Il fut pourtant sélectionné dans la nouvelle Reichswehr où il poursuivit sa carrière avec distinction. Doué, il n’était pas pour autant considéré comme aussi brillant qu’un von Manstein. Du point de vue humain, il était abrasif, froid, sarcastique et souvent irrespectueux envers ses subordonnés créant ainsi une animosité pérenne à son endroit. C’est pourquoi on le surnommait le « cochon du front ».
Lorsque la Seconde Guerre mondiale éclata, Model se retrouva en Pologne où il signa des ordres délictueux. Mais sa carrière prit véritablement son essor lorsqu’il prit la tête de la 3e Panzerdivision. C’est avec cette unité qu’il entrera en URSS et laissera sa marque. À l’instar de Rommel, cet énergique commandant dirigeait ses troupes près du front tout en calculant les risques : il était souvent à portée de canon et non à portée de fusil.
Excellent tacticien, il était aussi peu économe du sang de ses soldats. Pour lui, la fin justifiait les moyens. C’était aussi un criminel de guerre dont les ordres entraînaient des conséquences catastrophiques pour les civils et prisonniers de guerre soviétiques. Les actions honteuses que le Sonderkommando 7a accomplissait dans son secteur le laissait aussi de glace. En 1943, l’URSS le considérait déjà comme un criminel de guerre.
Model était non seulement un militaire nazifié mais aussi un intrigant qui se rapprocha des Goebbels, Göring, Dönitz et Speer afin d’obtenir des avantages.
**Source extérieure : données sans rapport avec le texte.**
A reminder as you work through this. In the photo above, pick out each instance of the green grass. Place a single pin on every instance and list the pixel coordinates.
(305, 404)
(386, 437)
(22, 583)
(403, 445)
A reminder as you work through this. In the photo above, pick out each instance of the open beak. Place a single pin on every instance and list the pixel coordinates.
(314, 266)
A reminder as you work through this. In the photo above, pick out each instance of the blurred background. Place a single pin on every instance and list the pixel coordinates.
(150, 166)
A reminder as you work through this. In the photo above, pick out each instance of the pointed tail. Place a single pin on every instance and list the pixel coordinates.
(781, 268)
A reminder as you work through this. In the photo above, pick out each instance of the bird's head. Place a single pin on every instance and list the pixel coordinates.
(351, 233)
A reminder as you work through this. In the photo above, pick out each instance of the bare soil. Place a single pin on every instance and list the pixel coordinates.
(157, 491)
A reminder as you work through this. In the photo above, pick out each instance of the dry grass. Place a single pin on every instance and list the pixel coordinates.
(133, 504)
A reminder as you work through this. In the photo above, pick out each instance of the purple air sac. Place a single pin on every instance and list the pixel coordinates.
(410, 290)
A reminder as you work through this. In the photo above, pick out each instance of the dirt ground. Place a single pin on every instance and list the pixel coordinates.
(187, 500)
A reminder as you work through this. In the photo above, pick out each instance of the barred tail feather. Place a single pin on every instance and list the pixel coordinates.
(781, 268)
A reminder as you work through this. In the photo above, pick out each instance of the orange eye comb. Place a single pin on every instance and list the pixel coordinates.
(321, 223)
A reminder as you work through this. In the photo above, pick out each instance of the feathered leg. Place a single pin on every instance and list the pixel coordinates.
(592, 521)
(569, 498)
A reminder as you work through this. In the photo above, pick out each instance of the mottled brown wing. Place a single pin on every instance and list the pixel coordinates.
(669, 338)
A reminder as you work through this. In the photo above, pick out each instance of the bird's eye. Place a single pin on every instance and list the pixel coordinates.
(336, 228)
Il nuisait également sciemment à ses collègues en détournant des unités et en refusant d’en céder malgré les ordres reçus. Lorsqu’il savait qu’il avait à rétrocéder une unité, il épuisait celle-ci au front afin d’en soutirer le maximum. Tant pis pour sa prochaine affectation!
À partir de 1943, le Führer se servit de Model tel un pompier; on l’envoyait où le front brûlait. Il réussissait généralement à rétablir le front mais jamais durablement. Pour Feldmann, c’était l’épuisement mécanique qui stoppait les Soviétiques bien plus que les actions de Model. L’historien démontre aussi que Model n’était pas à l’aise dans toutes les situations; il n’était pas un grand stratège et était à son meilleur lorsqu’il dirigeait une division et non un groupe d’armées.
À la veille de la chute du IIIe Reich, Model se suicida sur le front de l’Ouest. Inculpé par l’URSS pour crimes de guerre et complicité dans la mort et la déportation de milliers de personnes, il n’avait rien à attendre de la justice d’après-guerre. Ainsi prit fin l’épopée du pompier d’Hitler.
Bien que captivant, ce livre n’est point parfait. On aurait apprécié que Feldmann explique mieux ce qui faisait de Model un excellent tacticien. Le maréchal Model est cependant un livre agréable à lire. On a aussi aimé que l’auteur explicite ce que représentait diriger un corps d’armée, une armée et un groupe d’armées; peu de livres le font. Bref, il s’agit d’une excellente biographie.